Number of Amerikans giving up passports jumps sixfold as tougher rules loom!
ZURICH, Switzerland (PNN) - August 9, 2013 - Amerikans renouncing Fascist Police States of Amerika citizenship surged sixfold in the second quarter from a year earlier as the government prepares to introduce tougher asset disclosure rules.
Expatriates giving up their nationality at FPSA embassies climbed to 1,131 in the three months through June from 189 in the year-earlier period, according to Federal Register figures published today. That brought the first-half total to 1,810 compared with 235 for the whole of 2008.
The FPSA, the only nation in the Organization for Economic Cooperation and Development that taxes citizens wherever they live, is searching for people who lawfully avoid taxes in offshore centers, including Switzerland, as the fascist outlaw terrorist government tries to curb the budget deficit. Shunned by Swiss and German banks and facing tougher asset-disclosure rules under the Foreign Account Tax Compliance Act, more of the estimated 6 million Amerikans living overseas are weighing the cost to their freedom of holding a FPSA passport.
“With the looming deadline for Fatca, more and more (FPSA) citizens are becoming aware that they have (FPSA) tax reporting obligations,” said Matthew Ledvina, a FPSA tax lawyer at Anaford AG in Zurich. “Once aware, they decide to renounce their (FPSA) citizenship.”
Fatca requires foreign financial institutions to report to the Internal Revenue Service information about financial accounts held by FPSA taxpayers, or held by foreign entities in which FPSA taxpayers hold a substantial ownership interest. It was estimated to generate $8.7 billion over 10 years, according to the congressional Joint Committee on Taxation.
The 2010 Fatca law requires banks to withhold 30% from “certain (FPSA)-connected payments” to some accounts of Amerikan clients who don’t disclose enough information to the IRS. While banks can sign agreements to report to the IRS individually, many are precluded from doing so by privacy laws in their jurisdictions.
The Amerikan Gestapo Department of the Treasury division last month announced that the IRS will delay the start of Fatca by six months until July 1, 2014, to give foreign banks time to comply with the law. The extension of the act follows a previous one-year delay announced in 2011.
Financial institutions including Canada’s Toronto-Dominion Bank (TD) and Allianz SE of Germany have expressed concerns that Fatca is too complex.
The latest delay comes after the Swiss government agreed in February to simplifications that will help the country’s banks implement Fatca.
“The (terrorist Fascist Police States of Amerika) wishes to ensure that all income earned worldwide by (FPSA) taxpayers on accounts held abroad can be taxed by the (Fascist Police States of Amerika),” the Swiss government said on April 10.

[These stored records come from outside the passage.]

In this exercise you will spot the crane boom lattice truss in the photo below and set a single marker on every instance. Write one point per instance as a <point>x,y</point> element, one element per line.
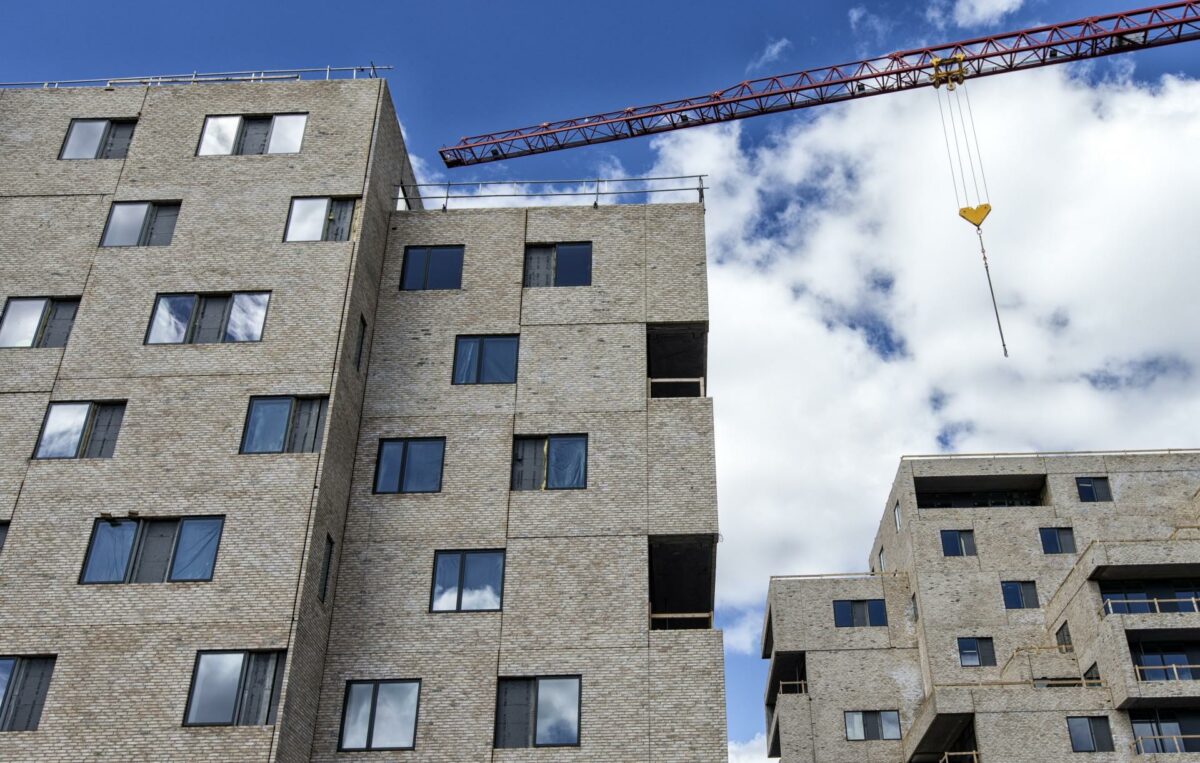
<point>1031,48</point>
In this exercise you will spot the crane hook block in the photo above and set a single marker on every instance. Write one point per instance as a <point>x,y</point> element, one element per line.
<point>975,215</point>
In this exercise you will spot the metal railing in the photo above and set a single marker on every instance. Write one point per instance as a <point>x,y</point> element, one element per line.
<point>263,74</point>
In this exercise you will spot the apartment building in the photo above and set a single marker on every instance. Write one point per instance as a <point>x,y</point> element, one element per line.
<point>1018,608</point>
<point>293,469</point>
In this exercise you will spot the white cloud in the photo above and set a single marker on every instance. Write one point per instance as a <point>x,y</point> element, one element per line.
<point>769,54</point>
<point>851,320</point>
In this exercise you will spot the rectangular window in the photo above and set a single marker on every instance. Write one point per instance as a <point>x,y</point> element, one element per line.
<point>1020,594</point>
<point>409,466</point>
<point>322,218</point>
<point>558,264</point>
<point>153,551</point>
<point>208,318</point>
<point>538,712</point>
<point>141,223</point>
<point>379,715</point>
<point>429,268</point>
<point>467,581</point>
<point>37,320</point>
<point>859,613</point>
<point>1090,734</point>
<point>977,653</point>
<point>97,138</point>
<point>79,431</point>
<point>958,544</point>
<point>1093,490</point>
<point>553,462</point>
<point>234,689</point>
<point>485,359</point>
<point>280,133</point>
<point>24,683</point>
<point>285,425</point>
<point>869,725</point>
<point>1057,540</point>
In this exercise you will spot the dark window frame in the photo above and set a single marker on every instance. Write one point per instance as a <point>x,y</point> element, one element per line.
<point>131,563</point>
<point>462,572</point>
<point>375,698</point>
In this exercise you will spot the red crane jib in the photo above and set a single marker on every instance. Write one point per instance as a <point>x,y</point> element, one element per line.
<point>1056,43</point>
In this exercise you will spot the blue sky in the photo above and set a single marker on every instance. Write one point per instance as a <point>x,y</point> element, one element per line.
<point>834,223</point>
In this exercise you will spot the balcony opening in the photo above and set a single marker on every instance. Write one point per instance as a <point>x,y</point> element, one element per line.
<point>978,492</point>
<point>682,582</point>
<point>677,359</point>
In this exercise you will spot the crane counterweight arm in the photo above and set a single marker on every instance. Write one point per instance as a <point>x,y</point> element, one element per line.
<point>1031,48</point>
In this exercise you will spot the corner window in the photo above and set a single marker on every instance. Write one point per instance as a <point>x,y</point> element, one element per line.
<point>553,462</point>
<point>379,715</point>
<point>285,425</point>
<point>79,431</point>
<point>1090,734</point>
<point>409,466</point>
<point>208,318</point>
<point>427,268</point>
<point>24,683</point>
<point>97,138</point>
<point>1093,490</point>
<point>37,322</point>
<point>859,613</point>
<point>1057,540</point>
<point>319,220</point>
<point>141,223</point>
<point>538,712</point>
<point>485,359</point>
<point>280,133</point>
<point>1020,594</point>
<point>558,264</point>
<point>869,725</point>
<point>234,689</point>
<point>153,551</point>
<point>467,581</point>
<point>958,544</point>
<point>977,653</point>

Since 2011, Amerikans, who disclose their non-FPSA bank accounts to the IRS, must file the more expansive 8938 form that asks for all foreign financial assets, including insurance contracts, loans and shareholdings in non-FPSA companies.
Failure to file the 8938 form can result in a fine of as much as $50,000. Clients can also be penalized half the amount in an undeclared foreign bank account under the Banks Secrecy Act of 1970.
The implementation of Fatca from July next year comes after UBS, Switzerland’s largest bank, paid a $780 million penalty in 2009 and handed over data on about 4,700 accounts to settle a tax-evasion dispute with the FPSA. Whistleblower Bradley Birkenfeld was sentenced to 40 months in a FPSA prison in 2009 after informing the government and Senate about his Amerikan clients at the Geneva branch of Zurich-based UBS AG.
The additional compliance costs for companies to ensure that Amerikans they hire are filing the correct FPSA tax returns and asset-declaration forms are at least $5,000 per person, said Ledvina.
For individuals, the costs are also rising. Getting a mortgage or acquiring life insurance is becoming almost impossible for Amerikan citizens living overseas, Ledvina said.
“With increased (FPSA) tax reporting, (FPSA) accounting costs alone are around $2,000 per year for a (FPSA) citizen (living) abroad,” the tax lawyer said. “Adding factors, such as difficulty in finding a bank to accept a (FPSA) citizen as a client, it is difficult to justify keeping the (FPSA) citizenship for those who (live) permanently abroad.”